My Bosses Daughter loves my Boss; And my Boss Loves [different love]me; So my Bosses Daughter loves me.

Anonymous said...

Correlation does not imply causation.

Construct a countermodel:

Drinking a lot and vomiting are positively correlated. Correlation is symmetric: drinking a lot correlates to vomiting and vomiting correlation to drinking a lot. So, if correlation implies causation, we could say "vomiting causes drinking a lot." Premises true, conclusion false.

QED.

Anonymous said...

Correlation does not imply causation.

Construct a countermodel:

Drinking a lot and vomiting are positively correlated. Correlation is symmetric: drinking a lot correlates to vomiting and vomiting correlation to drinking a lot. So, if correlation implies causation, we could say "vomiting causes drinking a lot." Premises true, conclusion false.

First, "imply" typically carries the unstated condition "for the most part". So, scratch "QED".

Second, asserting a causal link between vomiting and heavy drinking does not assert "vomiting causes heavy drinking". It asserts "vomiting causes heavy drinking OR heavy drinking causes vomiting" -- which is, of course, quite true. The "and" is inherently bidirectional.

It's true of course that correlation doesn't always implies causation, but that's step 1 of the, and Steve is at step 3 or 4.

Cennbeorc

Anonymous said...

So you don't know what "implication" is. It's the material conditional.

Oh.

Dear.

rob said...

Anonymous said...
So you don't know what "implication" is. It's the material conditional.

Oh.

Dear.

You're playing the same technical vs colloquial language game that creationists do when they say 'evolution is just a theory.'

When people say 'imply', they usually mean 'suggest', or 'makes something seem more likely'.

David said...

Correlation means something might be going on. It is a justification for investigation. Where there's smoke, there might be fire. A correlation means little by itself, unless it comports with many other things that are proved.

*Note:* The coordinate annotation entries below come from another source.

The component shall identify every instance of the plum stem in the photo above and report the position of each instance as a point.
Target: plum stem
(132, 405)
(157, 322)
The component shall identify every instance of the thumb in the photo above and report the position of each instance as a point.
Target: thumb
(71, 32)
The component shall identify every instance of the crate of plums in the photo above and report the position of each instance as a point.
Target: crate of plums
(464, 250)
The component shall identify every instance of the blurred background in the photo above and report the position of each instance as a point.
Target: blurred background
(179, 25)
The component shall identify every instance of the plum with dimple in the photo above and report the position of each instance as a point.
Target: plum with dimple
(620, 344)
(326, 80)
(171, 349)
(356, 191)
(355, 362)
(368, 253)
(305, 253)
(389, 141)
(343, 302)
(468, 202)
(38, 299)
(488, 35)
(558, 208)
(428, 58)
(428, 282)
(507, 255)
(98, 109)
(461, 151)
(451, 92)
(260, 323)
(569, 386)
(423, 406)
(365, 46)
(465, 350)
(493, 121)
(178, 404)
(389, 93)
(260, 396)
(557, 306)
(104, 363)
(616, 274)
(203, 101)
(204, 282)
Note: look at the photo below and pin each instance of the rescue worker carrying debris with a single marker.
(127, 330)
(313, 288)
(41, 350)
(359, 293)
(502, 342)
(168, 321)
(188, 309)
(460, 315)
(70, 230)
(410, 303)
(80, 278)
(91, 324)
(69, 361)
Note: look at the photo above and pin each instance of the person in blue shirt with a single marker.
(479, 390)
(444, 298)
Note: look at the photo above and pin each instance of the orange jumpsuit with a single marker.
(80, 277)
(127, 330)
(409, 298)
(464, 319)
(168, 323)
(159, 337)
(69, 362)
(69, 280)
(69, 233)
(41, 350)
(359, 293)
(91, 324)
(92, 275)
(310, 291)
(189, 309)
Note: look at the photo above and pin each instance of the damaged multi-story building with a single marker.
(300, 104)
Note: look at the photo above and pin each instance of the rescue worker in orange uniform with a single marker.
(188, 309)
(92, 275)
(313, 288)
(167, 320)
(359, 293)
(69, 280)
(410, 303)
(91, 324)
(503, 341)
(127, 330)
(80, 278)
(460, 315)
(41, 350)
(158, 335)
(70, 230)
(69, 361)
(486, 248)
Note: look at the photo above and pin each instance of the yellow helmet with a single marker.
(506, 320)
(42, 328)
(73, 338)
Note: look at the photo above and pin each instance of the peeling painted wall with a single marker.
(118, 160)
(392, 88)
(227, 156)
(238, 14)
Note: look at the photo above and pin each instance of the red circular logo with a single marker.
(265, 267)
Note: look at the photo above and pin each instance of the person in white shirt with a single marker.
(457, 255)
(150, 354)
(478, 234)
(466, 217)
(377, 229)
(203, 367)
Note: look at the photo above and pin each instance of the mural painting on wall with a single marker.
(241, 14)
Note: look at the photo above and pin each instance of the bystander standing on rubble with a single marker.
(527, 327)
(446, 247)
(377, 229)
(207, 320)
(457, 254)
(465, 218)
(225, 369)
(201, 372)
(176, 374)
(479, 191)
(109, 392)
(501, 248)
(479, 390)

But correlation shouldn't be disvalued. What would proof of causation in complex cases look like? "Correlations" appears to be a word meaning "observations that are provisionally organized." And how else would one prove causation, except by piling up observations ("anecdotes") and thinking up a model that explains most of them at a given level of knowledge? Unless I'm far wrong, that appears to be what science is.

By the way, to my knowledge no one becomes a "race realist" because of interesting correlations he reads about in the studies. He directly experiences or observes a broad range of adverse "diversity" behavior, then turns to the studies (which are full of correlations) to try to get some kind of understanding of it.